FiveForths

32-bit RISC-V Forth for microcontrollers

Devlog 6 Simpler Code

November 21, 2022

  1. Simpler code
  2. Log 6
  3. Cleanup the Makefile
  4. Sorting primitives
  5. Defining new words
  6. Stack pointer and top of stack
  7. Reviewing primitives
  8. Closing Thoughts

Simpler code

Before adding new words to the Assembly file (fiveforths.s), I thought it would be a good idea to cleanup and simplify a few things.

Log 6

The Makefile was my first target, where I remove a bunch of redundant text and replaced them with some wildcards.

Cleanup the Makefile

A few of the lines were changed to look something like this:

+PROGNAME = fiveforths
-fiveforths.elf:
-               $(LD) -m $(EMU) -T fiveforths.ld -o $@ fiveforths.o
+%.elf: %.o
+               $(LD) -m $(EMU) -T $(PROGNAME).ld -o $@ $<

Sorting primitives

Since this Forth begins life with a small set of primitives, I decided to sort them based on their functionality. The first section contains words 8 primitive words:

  • @ ! sp@ rp@ 0= + nand exit

Which are followed by 2 input/output words:

  • key emit

Next we’ll find 5 variables:

state tib >in here latest

And finally the last two words for defining new words:

: ;

Defining new words

At the moment, the missing (undefined) words are >in key emit : ;. Of course we’re also missing some functions to handle I/O but we’ll get to that later.

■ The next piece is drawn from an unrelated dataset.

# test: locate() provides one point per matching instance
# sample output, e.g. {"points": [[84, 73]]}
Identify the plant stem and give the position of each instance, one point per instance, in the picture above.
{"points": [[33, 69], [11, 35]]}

Here i’ll start with the >in variable, aka TOIN. Its job is to give a look into the TIB - terminal input buffer so we can know where we are in the buffer (ex: when reading a line of text). Here is the code defintion:

defcode ">in", 0x0387c89a, TOIN, STATE
    PUSH s3             # push TOS to top of data stack
    li t0, TOIN         # load address value from TOIN into temporary
    lw s3, 0(t0)        # load temporary into TOS
    NEXT

and the macro-expanded version:

    .section .rodata
    .balign 4           # align to CELL bytes boundary
    .globl word_TOIN
  word_TOIN :
    .4byte word_STATE   # 32-bit pointer to codeword of link
    .4byte 0x0387c89a   # 32-bit hash of this word
    .globl code_TOIN
  code_TOIN :
    .4byte body_TOIN    # 32-bit pointer to codeword of label
    .balign 4           # align to CELL bytes boundary
    .text
    .balign 4           # align to CELL bytes boundary
    .globl body_TOIN
  body_TOIN :           # assembly code below
    addi sp, sp, -4     # decrement DSP by 4 bytes (32-bit aligned)
    sw s3, 0(sp)        # store value from register into DSP
    li t0, TOIN         # load address value from TOIN into temporary
    lw s3, 0(t0)        # load temporary into TOS

    lw a0, 0(s1)        # load memory address from IP into W
    addi s1, s1, 4      # increment IP by CELL size
    lw t0, 0(a0)        # load memory address from W into temporary
    jr t0               # jump to the address in temporary

I already noticed some issues here, which I’ll explain below.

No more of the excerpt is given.